Giornalista politico-economico

Giornalista e divulgatore esperto di geopolitica, guerra e tematiche ambientali. Collabora con testate nazionali e realtà accademiche.

L’aumento dei prezzi delle materie prime e dell’energia, innescato dalla guerra in Ucraina, ha acuito i suoi effetti con la successiva escalation militare in Medio Oriente e le accresciute tensioni internazionali. La conseguente crisi produttiva ed economica ha investito vari settori.

Uno di questi è l’industria dell’acciaio, manifattura di punta del nostro Paese che già era invischiata in un periodo nero. I prezzi sono schizzati alle stelle, mettendo in serio pericolo vari comparti dell’economia e della produzione italiane.

Di quanto è aumentato il costo dell’acciaio

Dopo un marcato calo in estate, che ha indotto previsioni ottimistiche, il prezzo dell’acciaio è tornato a salire del 3,76% sull’anno e del 5,69% rispetto al mese precedente. Gli effetti si sono subito osservati in settori trainanti della nostra economia, dall’automotive alle costruzioni e alla siderurgia. Un trend già registrato nel 2022 e che alla fine del 2023 peggiorerà ulteriormente.

Secondo i dati più aggiornati di Federacciai, l’Europa produce circa 150 milioni di tonnellate di acciaio all’anno, su un totale mondiale di quasi due miliardi. I maggiori produttori si trovano in Asia, Cina in testa con oltre un miliardo di tonnellate annue di acciaio prodotto. L’Italia, che nel 2022 ha fatturato circa 66 miliardi di euro (+15,8% rispetto al 2021), si conferma il secondo produttore di acciaio d’Europa, alle spalle della Germania e davanti alla Francia, e l’undicesimo a livello globale.

Come va e come funziona il mercato dell’acciaio

I settori industriali ed edilizi hanno fame d’acciaio.

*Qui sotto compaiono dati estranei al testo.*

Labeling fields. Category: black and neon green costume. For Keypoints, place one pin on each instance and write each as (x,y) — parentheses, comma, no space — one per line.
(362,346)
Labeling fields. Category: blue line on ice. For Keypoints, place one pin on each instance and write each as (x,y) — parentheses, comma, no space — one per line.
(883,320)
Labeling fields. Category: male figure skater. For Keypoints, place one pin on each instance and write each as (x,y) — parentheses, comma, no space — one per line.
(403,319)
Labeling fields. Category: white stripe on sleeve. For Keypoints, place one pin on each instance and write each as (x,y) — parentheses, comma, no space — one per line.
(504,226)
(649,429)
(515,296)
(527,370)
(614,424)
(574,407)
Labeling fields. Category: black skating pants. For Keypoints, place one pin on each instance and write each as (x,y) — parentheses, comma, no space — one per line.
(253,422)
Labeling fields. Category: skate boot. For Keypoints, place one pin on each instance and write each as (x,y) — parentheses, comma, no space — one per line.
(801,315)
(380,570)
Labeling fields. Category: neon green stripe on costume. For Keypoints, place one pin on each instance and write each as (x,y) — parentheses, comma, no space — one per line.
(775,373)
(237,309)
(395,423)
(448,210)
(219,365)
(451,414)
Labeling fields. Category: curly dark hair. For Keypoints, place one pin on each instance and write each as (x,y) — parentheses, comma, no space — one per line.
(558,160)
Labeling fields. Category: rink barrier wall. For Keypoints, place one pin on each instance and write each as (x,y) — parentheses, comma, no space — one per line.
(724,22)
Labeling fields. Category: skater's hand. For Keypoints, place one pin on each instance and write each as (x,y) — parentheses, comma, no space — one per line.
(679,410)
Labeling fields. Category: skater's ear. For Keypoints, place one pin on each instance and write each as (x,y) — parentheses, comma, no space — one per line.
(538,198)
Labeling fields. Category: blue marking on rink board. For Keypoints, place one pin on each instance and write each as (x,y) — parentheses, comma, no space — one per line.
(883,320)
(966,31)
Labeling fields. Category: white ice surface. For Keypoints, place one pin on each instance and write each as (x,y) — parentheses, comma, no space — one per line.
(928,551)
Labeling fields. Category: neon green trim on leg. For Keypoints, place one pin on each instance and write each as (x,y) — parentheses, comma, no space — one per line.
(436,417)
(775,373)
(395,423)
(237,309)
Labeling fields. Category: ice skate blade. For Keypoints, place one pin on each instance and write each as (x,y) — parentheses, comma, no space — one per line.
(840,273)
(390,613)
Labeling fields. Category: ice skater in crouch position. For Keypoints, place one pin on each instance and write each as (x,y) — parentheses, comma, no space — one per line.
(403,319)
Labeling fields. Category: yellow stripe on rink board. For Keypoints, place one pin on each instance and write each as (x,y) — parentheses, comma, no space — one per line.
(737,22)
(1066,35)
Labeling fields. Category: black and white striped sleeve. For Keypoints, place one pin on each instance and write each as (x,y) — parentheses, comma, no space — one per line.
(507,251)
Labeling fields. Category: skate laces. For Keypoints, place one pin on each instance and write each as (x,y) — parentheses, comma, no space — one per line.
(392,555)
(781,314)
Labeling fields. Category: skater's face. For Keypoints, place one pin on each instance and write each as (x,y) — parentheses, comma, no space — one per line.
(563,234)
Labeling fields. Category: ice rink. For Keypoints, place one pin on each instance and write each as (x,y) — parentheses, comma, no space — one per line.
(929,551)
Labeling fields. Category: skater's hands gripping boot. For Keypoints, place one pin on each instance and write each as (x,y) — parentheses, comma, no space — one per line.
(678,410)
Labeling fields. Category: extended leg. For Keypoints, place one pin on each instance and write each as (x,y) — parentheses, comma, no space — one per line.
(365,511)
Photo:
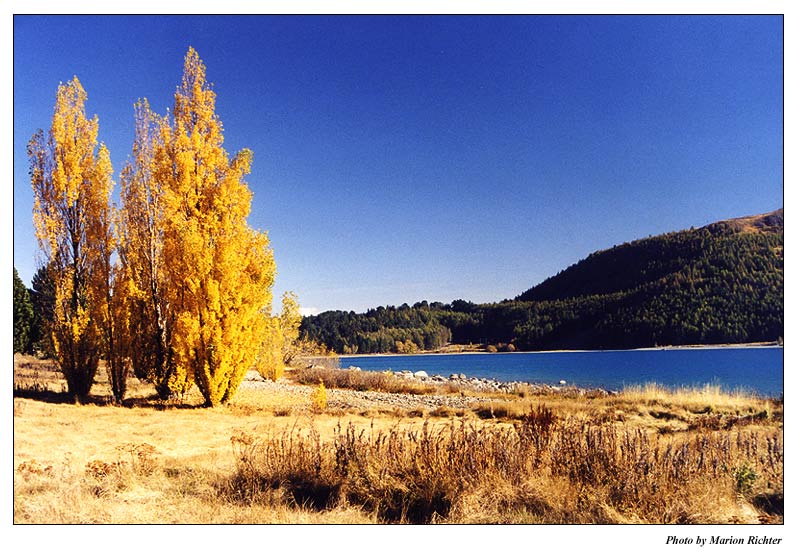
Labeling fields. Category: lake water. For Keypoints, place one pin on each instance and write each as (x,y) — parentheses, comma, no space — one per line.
(753,369)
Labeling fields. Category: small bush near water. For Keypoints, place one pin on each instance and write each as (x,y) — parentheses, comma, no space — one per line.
(538,470)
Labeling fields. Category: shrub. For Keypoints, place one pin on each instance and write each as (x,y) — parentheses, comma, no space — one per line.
(319,399)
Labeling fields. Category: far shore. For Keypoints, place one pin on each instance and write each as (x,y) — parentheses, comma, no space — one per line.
(753,345)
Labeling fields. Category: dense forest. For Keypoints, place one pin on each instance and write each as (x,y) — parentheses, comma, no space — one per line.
(722,283)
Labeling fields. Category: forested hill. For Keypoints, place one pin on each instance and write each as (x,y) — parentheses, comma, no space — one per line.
(733,245)
(722,283)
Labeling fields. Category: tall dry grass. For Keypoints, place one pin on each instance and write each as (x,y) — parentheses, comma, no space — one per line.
(647,455)
(541,470)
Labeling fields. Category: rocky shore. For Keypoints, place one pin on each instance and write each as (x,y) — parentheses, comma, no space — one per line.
(459,391)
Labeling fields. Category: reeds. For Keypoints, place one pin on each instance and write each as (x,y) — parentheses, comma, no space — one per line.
(542,469)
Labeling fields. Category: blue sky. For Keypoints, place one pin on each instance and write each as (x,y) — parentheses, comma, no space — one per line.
(407,158)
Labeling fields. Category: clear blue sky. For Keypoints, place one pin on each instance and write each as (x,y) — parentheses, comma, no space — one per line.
(407,158)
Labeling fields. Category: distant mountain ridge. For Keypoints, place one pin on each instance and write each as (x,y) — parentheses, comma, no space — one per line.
(631,264)
(722,283)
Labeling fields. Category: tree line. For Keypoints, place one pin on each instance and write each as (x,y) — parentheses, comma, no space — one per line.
(708,286)
(171,284)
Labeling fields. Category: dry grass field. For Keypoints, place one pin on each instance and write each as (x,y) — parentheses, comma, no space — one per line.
(647,455)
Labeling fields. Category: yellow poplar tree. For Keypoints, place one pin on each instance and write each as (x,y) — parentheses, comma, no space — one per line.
(71,180)
(219,271)
(141,226)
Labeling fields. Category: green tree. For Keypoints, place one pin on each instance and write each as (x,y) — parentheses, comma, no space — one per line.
(23,316)
(43,300)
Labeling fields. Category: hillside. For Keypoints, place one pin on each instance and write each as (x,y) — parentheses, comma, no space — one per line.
(722,283)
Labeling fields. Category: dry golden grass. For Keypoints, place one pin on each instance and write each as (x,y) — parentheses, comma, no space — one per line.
(561,458)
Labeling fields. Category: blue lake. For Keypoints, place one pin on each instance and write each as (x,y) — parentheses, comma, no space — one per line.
(757,369)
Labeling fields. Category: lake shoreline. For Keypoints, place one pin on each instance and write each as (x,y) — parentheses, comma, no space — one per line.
(753,345)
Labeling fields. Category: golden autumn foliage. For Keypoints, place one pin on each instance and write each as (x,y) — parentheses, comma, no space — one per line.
(174,283)
(72,181)
(217,270)
(141,224)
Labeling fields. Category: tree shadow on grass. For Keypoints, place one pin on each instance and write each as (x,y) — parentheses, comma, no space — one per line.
(48,396)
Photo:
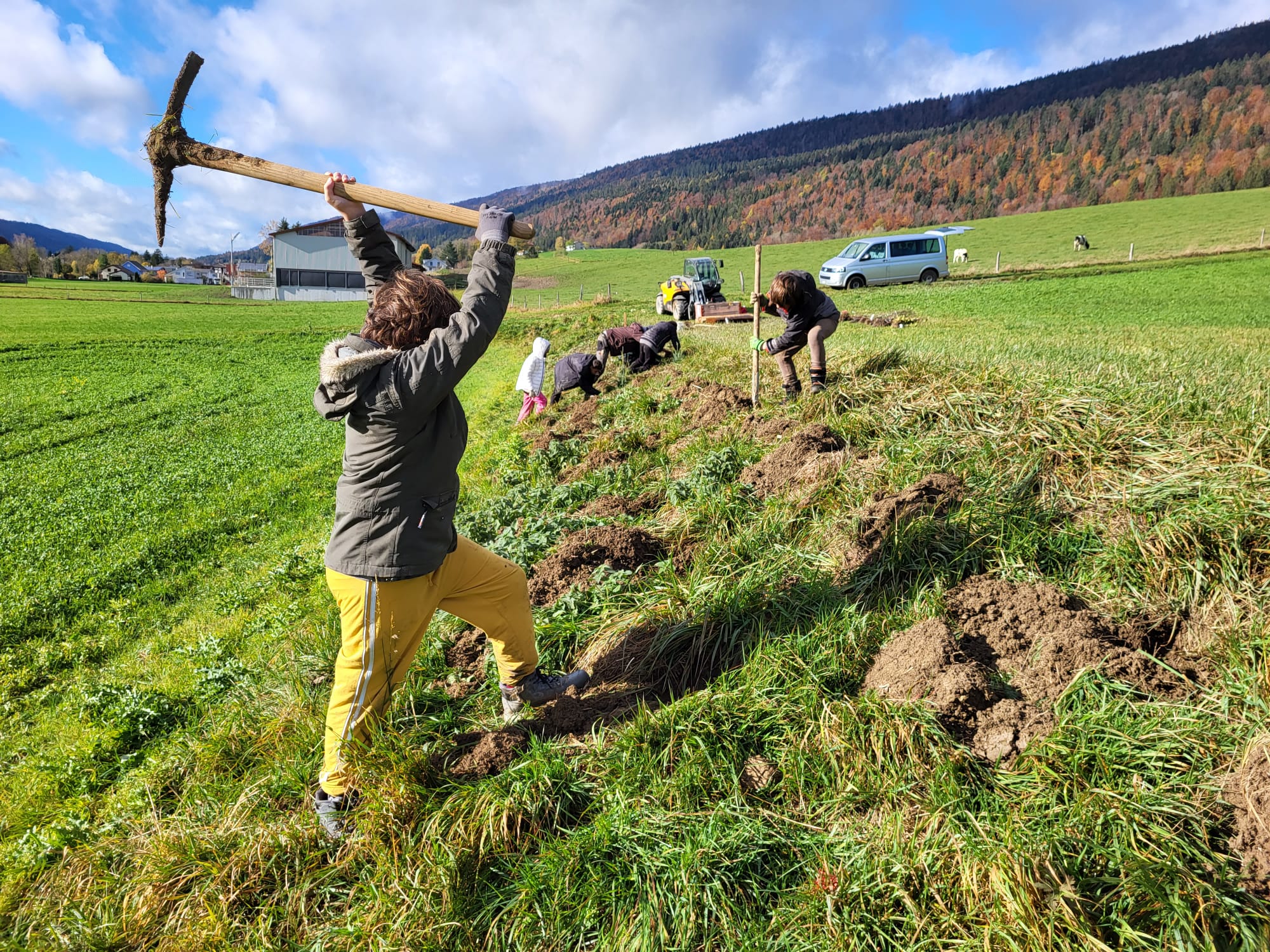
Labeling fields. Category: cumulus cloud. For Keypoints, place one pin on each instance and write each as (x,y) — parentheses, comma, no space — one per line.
(453,102)
(73,79)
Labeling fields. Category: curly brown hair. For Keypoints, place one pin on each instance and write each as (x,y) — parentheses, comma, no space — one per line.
(407,309)
(785,291)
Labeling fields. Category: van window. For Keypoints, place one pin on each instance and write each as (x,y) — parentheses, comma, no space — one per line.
(915,247)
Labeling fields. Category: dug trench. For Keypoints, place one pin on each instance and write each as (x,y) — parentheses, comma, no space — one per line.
(994,668)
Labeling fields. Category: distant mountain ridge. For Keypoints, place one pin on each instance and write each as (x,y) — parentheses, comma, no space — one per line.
(726,192)
(54,241)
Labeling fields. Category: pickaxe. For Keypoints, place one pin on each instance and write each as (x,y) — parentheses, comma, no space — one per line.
(170,147)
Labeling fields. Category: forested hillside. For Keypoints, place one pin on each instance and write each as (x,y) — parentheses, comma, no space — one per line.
(1140,128)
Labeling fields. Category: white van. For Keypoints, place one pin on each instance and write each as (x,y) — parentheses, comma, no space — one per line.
(888,260)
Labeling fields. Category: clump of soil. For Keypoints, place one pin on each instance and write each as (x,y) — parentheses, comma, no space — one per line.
(926,664)
(802,461)
(487,753)
(1036,635)
(609,507)
(467,656)
(712,403)
(772,431)
(932,496)
(759,774)
(892,319)
(1248,790)
(581,553)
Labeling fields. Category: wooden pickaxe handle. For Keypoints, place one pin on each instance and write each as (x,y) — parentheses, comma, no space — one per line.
(225,161)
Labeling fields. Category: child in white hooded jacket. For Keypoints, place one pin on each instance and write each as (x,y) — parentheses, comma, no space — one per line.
(533,374)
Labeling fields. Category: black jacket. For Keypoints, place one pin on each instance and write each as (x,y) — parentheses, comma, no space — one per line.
(661,334)
(404,428)
(575,371)
(817,307)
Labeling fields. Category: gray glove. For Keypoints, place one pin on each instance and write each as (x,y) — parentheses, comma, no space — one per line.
(495,224)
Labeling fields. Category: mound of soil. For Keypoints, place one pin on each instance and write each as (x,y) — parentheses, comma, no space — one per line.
(772,431)
(1036,635)
(802,461)
(892,319)
(1248,790)
(581,553)
(609,507)
(932,496)
(759,774)
(487,753)
(467,656)
(712,403)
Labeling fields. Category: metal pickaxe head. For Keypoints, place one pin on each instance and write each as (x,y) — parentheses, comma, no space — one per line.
(170,148)
(163,144)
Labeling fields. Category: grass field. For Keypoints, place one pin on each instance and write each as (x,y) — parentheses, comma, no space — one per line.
(1164,228)
(167,637)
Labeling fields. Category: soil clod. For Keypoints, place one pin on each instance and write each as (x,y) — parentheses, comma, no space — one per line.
(609,507)
(584,552)
(1037,637)
(802,461)
(1248,790)
(488,753)
(759,775)
(934,494)
(711,404)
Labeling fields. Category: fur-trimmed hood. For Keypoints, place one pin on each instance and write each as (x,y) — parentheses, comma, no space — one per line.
(346,367)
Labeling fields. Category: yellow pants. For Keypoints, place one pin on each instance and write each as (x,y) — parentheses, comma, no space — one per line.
(383,624)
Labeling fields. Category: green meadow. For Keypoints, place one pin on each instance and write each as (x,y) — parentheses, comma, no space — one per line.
(167,638)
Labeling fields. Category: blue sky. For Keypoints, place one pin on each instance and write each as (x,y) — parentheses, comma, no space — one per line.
(457,101)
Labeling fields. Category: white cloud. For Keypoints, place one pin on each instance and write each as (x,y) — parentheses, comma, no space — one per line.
(73,79)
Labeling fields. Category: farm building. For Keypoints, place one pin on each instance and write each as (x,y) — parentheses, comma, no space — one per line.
(313,263)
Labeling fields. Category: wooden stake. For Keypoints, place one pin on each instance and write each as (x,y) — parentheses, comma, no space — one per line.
(759,279)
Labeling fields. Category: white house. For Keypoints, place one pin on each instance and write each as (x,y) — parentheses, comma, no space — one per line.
(313,263)
(189,275)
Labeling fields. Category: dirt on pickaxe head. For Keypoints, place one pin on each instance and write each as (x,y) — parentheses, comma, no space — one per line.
(170,148)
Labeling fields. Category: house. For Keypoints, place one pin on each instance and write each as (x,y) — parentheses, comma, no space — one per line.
(313,263)
(190,275)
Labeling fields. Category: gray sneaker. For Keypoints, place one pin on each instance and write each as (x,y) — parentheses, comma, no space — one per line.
(539,689)
(333,812)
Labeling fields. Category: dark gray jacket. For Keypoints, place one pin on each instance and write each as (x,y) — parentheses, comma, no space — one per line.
(575,371)
(816,307)
(404,430)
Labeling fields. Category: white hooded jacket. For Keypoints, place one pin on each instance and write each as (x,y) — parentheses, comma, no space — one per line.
(535,369)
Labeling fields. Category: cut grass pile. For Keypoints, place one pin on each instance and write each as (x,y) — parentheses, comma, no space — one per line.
(168,640)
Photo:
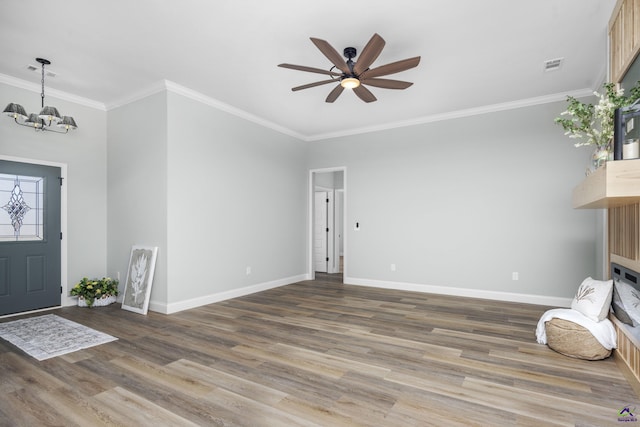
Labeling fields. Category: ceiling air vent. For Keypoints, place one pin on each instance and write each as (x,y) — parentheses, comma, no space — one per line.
(553,64)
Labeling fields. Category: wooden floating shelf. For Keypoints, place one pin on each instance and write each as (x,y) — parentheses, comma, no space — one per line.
(617,183)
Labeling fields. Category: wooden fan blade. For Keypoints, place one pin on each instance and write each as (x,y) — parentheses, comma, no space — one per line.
(392,68)
(334,94)
(369,54)
(331,54)
(386,83)
(307,86)
(309,69)
(364,94)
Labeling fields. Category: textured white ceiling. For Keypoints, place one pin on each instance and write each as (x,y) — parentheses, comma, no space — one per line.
(475,53)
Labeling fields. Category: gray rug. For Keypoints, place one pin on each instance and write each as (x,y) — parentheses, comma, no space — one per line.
(48,336)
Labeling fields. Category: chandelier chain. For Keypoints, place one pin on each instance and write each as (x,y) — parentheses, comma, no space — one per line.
(42,81)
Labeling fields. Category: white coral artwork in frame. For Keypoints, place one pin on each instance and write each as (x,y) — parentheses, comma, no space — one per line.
(137,289)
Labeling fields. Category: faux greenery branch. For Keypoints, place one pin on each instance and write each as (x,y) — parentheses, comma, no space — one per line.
(89,290)
(593,124)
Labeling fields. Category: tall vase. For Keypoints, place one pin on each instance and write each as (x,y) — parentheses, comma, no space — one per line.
(600,156)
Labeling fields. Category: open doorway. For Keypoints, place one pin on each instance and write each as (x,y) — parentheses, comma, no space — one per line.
(327,251)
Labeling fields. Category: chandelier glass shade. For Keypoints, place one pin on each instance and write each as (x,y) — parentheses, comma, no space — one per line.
(48,119)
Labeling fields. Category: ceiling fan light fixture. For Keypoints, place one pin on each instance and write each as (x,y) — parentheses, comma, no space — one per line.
(349,82)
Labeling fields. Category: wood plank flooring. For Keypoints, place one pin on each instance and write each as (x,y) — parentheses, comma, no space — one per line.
(315,353)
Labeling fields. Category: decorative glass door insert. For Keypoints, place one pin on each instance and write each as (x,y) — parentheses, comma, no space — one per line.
(21,208)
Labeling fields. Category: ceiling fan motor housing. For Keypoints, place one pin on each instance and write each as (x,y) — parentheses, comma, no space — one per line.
(349,52)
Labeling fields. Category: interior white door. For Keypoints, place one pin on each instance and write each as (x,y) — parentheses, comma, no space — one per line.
(320,213)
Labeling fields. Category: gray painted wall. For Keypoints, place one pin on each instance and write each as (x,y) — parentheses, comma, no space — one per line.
(236,199)
(84,153)
(464,203)
(459,204)
(137,188)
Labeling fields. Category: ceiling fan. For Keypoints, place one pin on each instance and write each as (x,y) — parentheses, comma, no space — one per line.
(355,75)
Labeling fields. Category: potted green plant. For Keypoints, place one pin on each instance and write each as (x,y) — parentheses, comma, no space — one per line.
(95,292)
(593,125)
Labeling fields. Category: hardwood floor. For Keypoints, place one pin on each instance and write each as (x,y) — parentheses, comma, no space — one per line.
(314,353)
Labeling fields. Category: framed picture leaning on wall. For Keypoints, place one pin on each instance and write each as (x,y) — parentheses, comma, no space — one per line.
(137,289)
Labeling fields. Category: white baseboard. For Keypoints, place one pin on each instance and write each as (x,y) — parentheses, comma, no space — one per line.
(225,295)
(462,292)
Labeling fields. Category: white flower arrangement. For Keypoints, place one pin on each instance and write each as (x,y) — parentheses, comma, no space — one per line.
(594,124)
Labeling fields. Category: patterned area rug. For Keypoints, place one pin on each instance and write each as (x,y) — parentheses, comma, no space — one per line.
(48,336)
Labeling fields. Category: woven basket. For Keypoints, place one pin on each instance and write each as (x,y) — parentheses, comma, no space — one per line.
(573,340)
(98,302)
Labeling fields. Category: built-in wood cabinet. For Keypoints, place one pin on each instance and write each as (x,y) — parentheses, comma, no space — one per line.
(616,186)
(624,37)
(617,183)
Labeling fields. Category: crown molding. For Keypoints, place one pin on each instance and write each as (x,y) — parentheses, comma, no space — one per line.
(166,85)
(65,96)
(456,114)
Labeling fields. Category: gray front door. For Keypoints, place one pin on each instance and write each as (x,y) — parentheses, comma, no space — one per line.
(29,237)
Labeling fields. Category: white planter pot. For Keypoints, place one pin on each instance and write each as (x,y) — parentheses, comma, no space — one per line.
(98,302)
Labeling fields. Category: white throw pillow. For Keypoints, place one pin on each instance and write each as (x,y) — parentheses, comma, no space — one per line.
(630,299)
(593,298)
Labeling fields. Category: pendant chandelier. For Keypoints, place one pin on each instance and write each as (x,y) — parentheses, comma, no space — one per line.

Secondo Eurofer, l’associazione dei produttori siderurgici europei, la domanda reale nell’Ue aumenterà dello 0,2% nel 2024. Il cosiddetto consumo apparente (cioè il totale dell’acciaio consumato nel Paese, ricavato dal ciclo delle scorte al quale si somma l’import e si sottraggono le quantità esportate) si attesta sul +7,6%. Anche l’Italia dovrebbe conoscere un aumento di questo indicatore: +4,8%, con un incremento dei volumi di poco più di un milione di tonnellate rispetto al 2023. Nel complesso, Eurofer prevede un consumo apparente di 142 milioni di tonnellate, ben 8 milioni in meno rispetto al 2021 e addirittura 11 in meno rispetto al 2018.

Secondo gli esperti, la previsione è tuttavia legata al ripristino delle scorte dopo il destoccaggio dell’ultimo biennio. È altamente probabile che, se la congiuntura economica continui a mantenersi negativa, si assista a una riduzione della produzione in tutti i settori utilizzatori.

L’impatto sull’industria italiana

Analizzando il report Bilancio D’Acciaio 2023, si desume come i cinque principali settori utilizzatori d’acciaio siano praticamente destinati a soffrire. Parliamo di prodotti in metallo, fabbricazione di macchinari, automotive e altri mezzi di trasporto, costruzioni e oil & gas. La fabbricazione di prodotti in metallo ha registrato performance migliori rispetto alla media, “mente l’auto mostra numeri al di sotto della linea di trend”, ha spiegato il professor Cristian Carini, curatore della ricerca. Una causa primaria è per l’appunto l’incremento di costi, “che non si è riusciti a ribaltare sui clienti”.

Non tutto il settore auto segue però il medesimo andamento (ecco le auto più vendute in Italia: marche e modelli). Se da un parte i costruttori sono riusciti infatti a far fronte all’aumento dei costi delle materie prime, dall’altra il comparto della componentistica presenta maggiori difficoltà. Come anche il settore delle costruzioni, che ha visto raddoppiare l’indebitamento, complice anche l’incertezza normativa.